This cover was addressed to No 1157. L.A.C. Palmer, T.P., R.A.A.F. Detachment, Australian Coronation Contingent, Australia House, London W.C. 2, England, and the two mauve 9d ‘Kangaroo on Map of Australia’ stamps were postmarked with an ASHFIELD/ 1 AM/ 7 MAY/ 1937/ N.S.W with a slogan roller cancel. The reverse was not seen (Figure 1).

The addressee was Thomas Perceval Palmer, identified in the WW2 Nominal Roll as being in the Royal Australian Air Force, by his service number 1157. He was born on 7 February 1892 at Springsure, Queensland. He enlisted on 28 January 1927, and the Locality on Enlistment was Auchenflower, Queensland, but the Place of Enlistment was given as Laverton, Victoria. His next of kin was Florence Palmer, and his date of discharge was 19 June 1947, when his rank was a Warrant Officer. His Posting at Discharge was the Eastern Area Headquarters. There were no WW2 honours nor gallantry listings, and he had not been a prisoner of war. The rank of Warrant Officer is higher than the rank of L.A.C. (Leading Aircraftman) on the 1937 cover.

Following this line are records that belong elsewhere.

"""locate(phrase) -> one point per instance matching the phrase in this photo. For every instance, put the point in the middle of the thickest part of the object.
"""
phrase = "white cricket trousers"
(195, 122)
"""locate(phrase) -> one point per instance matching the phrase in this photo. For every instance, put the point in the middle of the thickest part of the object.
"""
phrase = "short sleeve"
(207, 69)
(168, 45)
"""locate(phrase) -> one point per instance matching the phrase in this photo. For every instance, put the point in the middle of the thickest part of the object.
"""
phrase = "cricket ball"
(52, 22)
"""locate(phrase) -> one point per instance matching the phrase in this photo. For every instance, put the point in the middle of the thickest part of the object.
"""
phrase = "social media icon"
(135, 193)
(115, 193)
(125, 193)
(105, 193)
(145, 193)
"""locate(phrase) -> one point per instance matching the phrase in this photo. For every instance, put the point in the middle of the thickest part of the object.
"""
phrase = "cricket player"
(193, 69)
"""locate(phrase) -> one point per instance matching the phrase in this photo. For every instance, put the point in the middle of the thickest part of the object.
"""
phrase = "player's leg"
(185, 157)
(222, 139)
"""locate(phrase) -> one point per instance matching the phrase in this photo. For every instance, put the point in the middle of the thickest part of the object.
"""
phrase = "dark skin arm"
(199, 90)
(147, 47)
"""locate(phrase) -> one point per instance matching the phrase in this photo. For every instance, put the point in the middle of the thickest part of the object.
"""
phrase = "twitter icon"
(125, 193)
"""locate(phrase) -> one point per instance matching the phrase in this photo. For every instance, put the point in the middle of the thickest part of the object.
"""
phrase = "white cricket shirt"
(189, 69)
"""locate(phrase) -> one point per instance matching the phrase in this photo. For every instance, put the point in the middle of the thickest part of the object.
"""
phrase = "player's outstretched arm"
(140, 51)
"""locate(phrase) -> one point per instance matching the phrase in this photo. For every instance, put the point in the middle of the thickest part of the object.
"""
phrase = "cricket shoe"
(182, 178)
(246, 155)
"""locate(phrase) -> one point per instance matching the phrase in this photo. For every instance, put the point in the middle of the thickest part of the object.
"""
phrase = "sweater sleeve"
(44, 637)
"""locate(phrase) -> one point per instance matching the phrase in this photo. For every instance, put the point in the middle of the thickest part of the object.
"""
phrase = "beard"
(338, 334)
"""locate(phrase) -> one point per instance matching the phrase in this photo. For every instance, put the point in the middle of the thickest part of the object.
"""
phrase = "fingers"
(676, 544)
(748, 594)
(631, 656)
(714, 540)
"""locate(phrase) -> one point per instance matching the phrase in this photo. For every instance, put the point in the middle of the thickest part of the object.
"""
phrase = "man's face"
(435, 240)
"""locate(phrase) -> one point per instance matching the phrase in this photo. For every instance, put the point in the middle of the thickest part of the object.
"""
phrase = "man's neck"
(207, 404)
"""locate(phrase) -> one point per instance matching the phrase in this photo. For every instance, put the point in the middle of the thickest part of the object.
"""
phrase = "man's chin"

No further information has been found on Thomas Palmer.

In late 1936 the Australian Government agreed to send a contingent of servicemen to England to represent Australia at the coronation of King George VI on 12 May 1937. The naval detachment of the Australian Coronation Contingent was to be 25 in number and led by a Commissioned Warrant Officer. 14 were to be permanent service ratings and the remaining 10 drawn from the Royal Australian Fleet Reserve, Royal Australian Naval Reserve and RAN Auxiliary Services. They embarked in the SS ORONSAY in February 1937. Apart from their royal ceremonial duties, the contingent attended a number of official functions in England and Scotland. Their final engagements were in France, and the contingent embarked in the RMS ORAMA at Toulon for passage to Sydney. This was the only site found on the internet with worthwhile information. A picture of the Naval Contingent is shown in Figure 2.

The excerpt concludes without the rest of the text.